The use of these multiple pathways and cultural healing tools provides holistic integration and they are most effective within a group process, which appears to be stronger, for Indigenous people, than is individual work. The most important tools used, however, are the processes of dadirri and reflective discussion.
The Healing work of We Al-li
The healing work of We Al-li provides a simple shift in focus from the treatment of illness and dysfunction to promote health and well-being in family and community relationships. We Al-li seeks to move away from classifying, labelling, pathologising, and medicalising human bodies, minds and emotions, and criminalising human trauma behaviours. It seeks to promote a curiosity about the breadth, depth and diversity of the human subjective experience, acknowledge of the untapped potential of personal resources and the formidable tenacity of the human spirit for more than just survival.
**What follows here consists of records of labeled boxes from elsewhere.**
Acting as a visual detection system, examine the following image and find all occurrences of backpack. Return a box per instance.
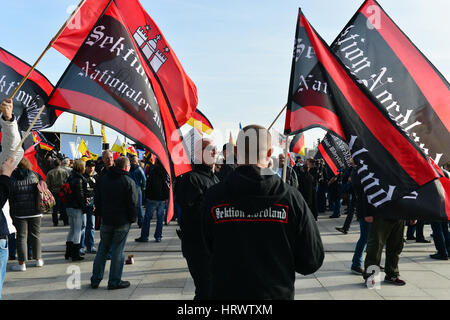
[58,181,72,203]
[36,180,56,212]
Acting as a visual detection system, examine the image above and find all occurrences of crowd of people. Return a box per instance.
[0,100,450,300]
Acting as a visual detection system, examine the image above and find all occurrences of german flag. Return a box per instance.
[187,109,214,134]
[289,133,305,156]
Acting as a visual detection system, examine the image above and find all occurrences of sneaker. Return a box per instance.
[11,263,27,271]
[36,259,44,268]
[336,227,347,234]
[416,239,431,243]
[350,267,364,276]
[384,276,406,286]
[430,253,448,260]
[108,281,130,290]
[86,247,97,253]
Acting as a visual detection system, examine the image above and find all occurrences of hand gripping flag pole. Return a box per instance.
[9,0,86,157]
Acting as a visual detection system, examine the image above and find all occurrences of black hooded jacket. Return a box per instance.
[9,168,42,218]
[202,166,324,300]
[175,165,219,254]
[95,167,138,227]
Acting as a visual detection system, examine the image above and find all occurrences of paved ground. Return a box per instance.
[3,215,450,300]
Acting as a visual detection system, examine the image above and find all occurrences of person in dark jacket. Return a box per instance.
[135,159,170,242]
[0,99,24,299]
[176,139,219,300]
[297,160,317,221]
[128,156,147,228]
[64,160,87,261]
[216,142,237,181]
[9,158,44,271]
[80,160,97,253]
[202,125,324,300]
[277,153,298,188]
[202,125,324,300]
[91,157,138,290]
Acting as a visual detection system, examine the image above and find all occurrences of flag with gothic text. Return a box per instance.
[49,0,196,221]
[285,11,450,220]
[331,0,450,165]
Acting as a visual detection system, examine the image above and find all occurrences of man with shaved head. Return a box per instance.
[176,139,219,300]
[197,125,324,300]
Health and well-being is not about perpetual happiness, contentment, the absence of fear or even the absence of disease or pain. It is an unqualified embracing of life for its own sake. Quality of life is not about adherence to some conjured-up definition of normality or compliance. It is the experience and expression of what it means to be fully alive. One can be fully alive while in a wheel chair, lying on our death-bed, living below defined the poverty line - whether we are in ecstasy or despair.
Optimal health exists when a person experiences Self as an integrated whole that encompasses the body, the emotions, the mind and the spirit. This state of health, experienced as a pervasive sense of well-being, can only occur through connection with other Selves –‘ without you there can be no me’. To become whole, the Self needs to be experienced, expressed from the inside and recognised from the outside. Hence the critical context for both health and healing is the interpersonal (Self-Other) relationship (Fewster 2000: Health is Generated from Inside Out).
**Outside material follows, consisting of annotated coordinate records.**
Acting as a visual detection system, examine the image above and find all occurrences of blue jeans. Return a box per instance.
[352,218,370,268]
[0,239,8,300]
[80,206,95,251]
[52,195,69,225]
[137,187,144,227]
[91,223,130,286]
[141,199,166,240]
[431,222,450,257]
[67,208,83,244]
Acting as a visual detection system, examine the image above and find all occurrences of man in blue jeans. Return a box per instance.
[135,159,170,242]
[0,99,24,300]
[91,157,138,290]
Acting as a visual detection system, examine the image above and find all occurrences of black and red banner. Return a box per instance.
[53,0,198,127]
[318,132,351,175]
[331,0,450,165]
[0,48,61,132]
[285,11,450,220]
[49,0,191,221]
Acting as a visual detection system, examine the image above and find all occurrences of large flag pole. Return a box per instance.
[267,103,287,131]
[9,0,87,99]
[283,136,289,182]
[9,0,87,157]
We Al-li seeks to have people come to the knowledge that each person – irrespective of disability or assumed deficit – possesses the resources to promote and experience her or his sense of connectedness with Self, with others and with the world in general. In its state of unity, the natural order is neither hostile nor damaging to human life; so however disconnected or fragmented the person appears to be, the challenge remains the same – to access the resources for connection and health that lie within. Health is not a struggle against adversity but a life-long process of seeking and sustaining wholeness. Through participation in life, through Self-Other contact and by creating conditions in which connectedness can grow and flourish, healing occurs.
The workshops of We Al-li therefore promote and provide skills for exploring the Self in relationship with others within group processes and learning environments. These are both for personal healing work and for professional skills development that are interconnected and interdependent. The skills build capacity and contribute to removing some of the barrier to Employment that many of our mob face.